MOVIE REVIEW: "Broken City" 

The return of the private eye

Whatever its originality in conception and execution, "Broken City" demonstrates, in its own unusual way, the durability of film genre conventions. The movie's mixture of fictional and historical elements and its location in New York City provide a kind of verifiable background for a story of complicated schemes of manipulation and deceit, but its greatest strength derives from its fidelity to the familiar devices of its form.

The movie begins with an all-too-common event, a detective, Billy Taggart (Mark Wahlberg) shooting a suspect on a dark night, in an ambiguous situation that lands him on trial for murder. Although exonerated and praised by the mayor, Nicholas Hostetler (Russell Crowe), Taggart is dismissed from the force. When the picture reopens seven years later, he is working as a private detective in Brooklyn, barely scraping by as a peeper, a seedy voyeur snapping photos of straying spouses.

Just before the end of his re-election campaign in a close race against Councilman Jack Valliant (Barry Pepper), the mayor summons Billy and offers him $50,000 to spy on his wife, Cathleeen (Catherine Zeta-Jones), to find out if she's betraying him. Billy tails her and photographs her meetings with Valliant's campaign manager (Kyle Chandler). When he hands the pictures to Hostetler, a couple of people warn him off, and Billy begins to realize that much more lies beneath the surface of an adulterous affair, including political corruption and graft in the billions of dollars.

Although the script never fully clarifies the financial complications, it maintains a powerful fidelity to its title. All the characters in that broken city apparently practice the dark arts of duplicity and deception in both the personal and political realms, and for the most part Billy serves as their major patsy and victim. The mayor, his wife, the police commissioner (Jeffrey Wright), even Billy's long-time girlfriend (Natalie Martinez) all betray him in one way or another.

The movie demonstrates some correspondence to contemporary history in its actions and people. Russell Crowe's smug confidence and arrogant manner echo something of the personality of Mayor Ed Koch, while Barry Pepper, the rich, handsome Ivy Leaguer, resembles the late John Lindsay in both appearance and background.

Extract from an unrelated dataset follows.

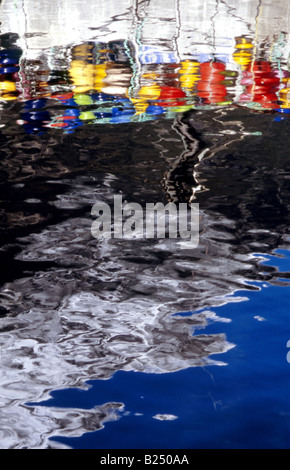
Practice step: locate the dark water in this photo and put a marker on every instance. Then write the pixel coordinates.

Even the gigantic housing deal that will evict lower-income residents to profit a developer and the mayor sounds like a classic Donald Trump stratagem.

Beyond their connections to real life counterparts, the actors all make their characters as plausible as the situation that motivates them. Though he's played a number of "good" characters in the past, Russell Crowe shows he can portray a clever, oily bad guy, and Catherine Zeta-Jones, who appears all too sparsely, demonstrates promise as a femme fatale right out of film noir. As in some previous films, Mark Wahlberg suggests that he may be a legitimate heir to the legacy of John Garfield as a tough, decent, working-class guy victimized by a decadent socio-economic class.

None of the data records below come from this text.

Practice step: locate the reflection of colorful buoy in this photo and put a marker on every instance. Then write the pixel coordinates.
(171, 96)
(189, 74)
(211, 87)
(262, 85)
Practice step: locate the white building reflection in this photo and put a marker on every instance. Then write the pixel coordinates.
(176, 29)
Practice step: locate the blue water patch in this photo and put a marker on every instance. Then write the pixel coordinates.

Despite its references to recent history, the elegance of most of its interiors, and the fine exterior shots of New York City, the picture really depends upon a field of reference out of the rich past of Hollywood and 20th century fiction. "Broken City" repeats or updates many of the established devices of the American hard-boiled detective novel and the scores of movies the form spawned.

In the great tradition, Billy Taggart's low-rent office contrasts with the mayor's palatial digs, as his own life differs drastically from the posh elegance of his clients and the people he investigates. His hardworking secretary (Alona Tal) trades wisecracks with him in the manner of numerous loyal, devoted, tough-talking female sidekicks in American detective fiction and film. He experiences the same uneasy relationship with the police and even suffers the same sorts of beatings and brutality of his predecessors in the novels of Dashiell Hammett and Raymond Chandler.

Mark Wahlberg may not exactly rise to the level of Humphrey Bogart, but he occupies some of the same territory, repeats some of the same behaviors, and comprehends some of the same sense of moral ambiguity that governs his world. In "Broken City" he comes to understand the truth of Sam Spade's wised-up and unillusioned remark in "The Maltese Falcon": "Everybody's got something to conceal."